Tingkat penetrasi internet di wilayah Indonesia Timur dilaporkan baru menyentuh angka 69,26 persen berdasarkan data survei Asosiasi Penyelenggara Jasa Internet Indonesia (APJII) 2025 yang dirilis pada Jumat (17/4/2026). Angka tersebut menunjukkan kesenjangan digital yang cukup lebar dibandingkan rata-rata penetrasi nasional yang kini telah mencapai 80,66 persen.

Kesenjangan ini menjadi indikasi bahwa pemerataan akses digital masih terhambat oleh kondisi geografis yang ekstrem di wilayah Maluku dan Papua. Dilansir dari Detik iNET, rintangan berupa hutan lebat, rangkaian pegunungan, serta status daerah kepulauan terpencil menjadi faktor utama sulitnya perluasan jaringan.

Kondisi infrastruktur fisik yang terbatas, seperti jaringan fiber optik dan Base Transceiver Station (BTS), menyebabkan munculnya titik buta sinyal atau blank spot di banyak lokasi. Hal ini berdampak langsung pada terbatasnya akses masyarakat terhadap layanan publik, informasi, dan potensi ekonomi digital nasional.

Pemerintah saat ini memfokuskan percepatan pembangunan infrastruktur di wilayah Tertinggal, Terdepan, dan Terluar (3T). Namun, pembangunan infrastruktur terestrial membutuhkan waktu investasi yang lama sehingga teknologi satelit diposisikan sebagai alternatif strategis untuk solusi konektivitas cepat.

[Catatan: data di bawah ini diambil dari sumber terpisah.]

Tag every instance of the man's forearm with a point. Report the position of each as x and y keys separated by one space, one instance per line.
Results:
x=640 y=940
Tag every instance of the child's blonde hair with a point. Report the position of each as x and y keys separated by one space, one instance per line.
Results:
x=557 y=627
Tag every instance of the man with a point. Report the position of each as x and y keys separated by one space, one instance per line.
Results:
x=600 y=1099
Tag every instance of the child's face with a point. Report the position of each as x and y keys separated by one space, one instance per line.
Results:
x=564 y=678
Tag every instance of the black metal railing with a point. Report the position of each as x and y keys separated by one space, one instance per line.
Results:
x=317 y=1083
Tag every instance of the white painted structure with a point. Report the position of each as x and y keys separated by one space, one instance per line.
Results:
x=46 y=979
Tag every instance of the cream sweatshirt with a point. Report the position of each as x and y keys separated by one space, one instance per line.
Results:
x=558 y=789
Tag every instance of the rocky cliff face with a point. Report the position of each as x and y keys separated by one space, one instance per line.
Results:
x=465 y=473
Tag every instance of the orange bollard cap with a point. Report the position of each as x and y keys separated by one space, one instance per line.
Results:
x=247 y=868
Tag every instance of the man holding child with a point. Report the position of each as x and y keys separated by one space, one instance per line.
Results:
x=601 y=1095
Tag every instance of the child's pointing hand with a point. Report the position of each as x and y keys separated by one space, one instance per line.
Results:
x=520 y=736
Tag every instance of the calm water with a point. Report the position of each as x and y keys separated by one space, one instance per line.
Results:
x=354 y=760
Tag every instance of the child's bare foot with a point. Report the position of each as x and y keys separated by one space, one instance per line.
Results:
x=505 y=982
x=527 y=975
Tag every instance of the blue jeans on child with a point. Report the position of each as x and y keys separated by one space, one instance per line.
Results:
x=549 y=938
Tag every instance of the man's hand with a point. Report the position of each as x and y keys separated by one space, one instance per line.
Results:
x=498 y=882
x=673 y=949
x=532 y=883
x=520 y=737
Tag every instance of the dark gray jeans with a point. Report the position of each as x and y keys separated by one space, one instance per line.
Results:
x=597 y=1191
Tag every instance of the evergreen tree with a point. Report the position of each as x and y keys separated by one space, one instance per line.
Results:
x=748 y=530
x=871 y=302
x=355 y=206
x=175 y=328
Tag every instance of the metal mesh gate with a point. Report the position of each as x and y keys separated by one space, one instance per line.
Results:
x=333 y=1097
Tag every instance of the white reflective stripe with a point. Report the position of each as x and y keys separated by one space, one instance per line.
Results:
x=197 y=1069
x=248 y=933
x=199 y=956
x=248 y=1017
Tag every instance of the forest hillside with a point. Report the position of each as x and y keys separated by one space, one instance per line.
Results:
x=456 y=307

Pihak Telkomsat menekankan bahwa satelit menjadi instrumen vital dalam menghubungkan wilayah yang sulit dijangkau oleh kabel fisik maupun menara seluler konvensional demi mewujudkan transformasi digital yang inklusif.

"Sebagai negara kepulauan dengan tantangan geografis yang tinggi, Indonesia membutuhkan solusi konektivitas yang mampu menjangkau daerah terpencil tanpa bergantung pada pembangunan jaringan fisik yang kompleks dan memerlukan waktu panjang. Di sinilah satelit memainkan peran penting sebagai tulang punggung konektivitas di wilayah-wilayah tersebut," ujar Telkomsat.

Pemanfaatan koneksi satelit tersebut telah mencakup berbagai sektor krusial seperti pendidikan melalui pembelajaran jarak jauh dan sektor kesehatan melalui layanan telemedicine. Penguatan infrastruktur digital ini diharapkan mampu meningkatkan kualitas hidup dan memperluas jangkauan pasar bagi pelaku UMKM di daerah terpencil.

"Upaya ini penting agar manfaat konektivitas dapat dirasakan secara lebih merata oleh seluruh lapisan masyarakat, sekaligus mendorong pertumbuhan ekonomi dan peningkatan kualitas hidup di berbagai daerah," kata Telkomsat.

Integrasi layanan satelit menjadi prioritas untuk mengejar target pemerataan akses internet di Indonesia Timur agar setara dengan wilayah barat Indonesia. Langkah ini dipandang sebagai kunci utama dalam mendukung percepatan agenda transformasi digital nasional yang berkelanjutan.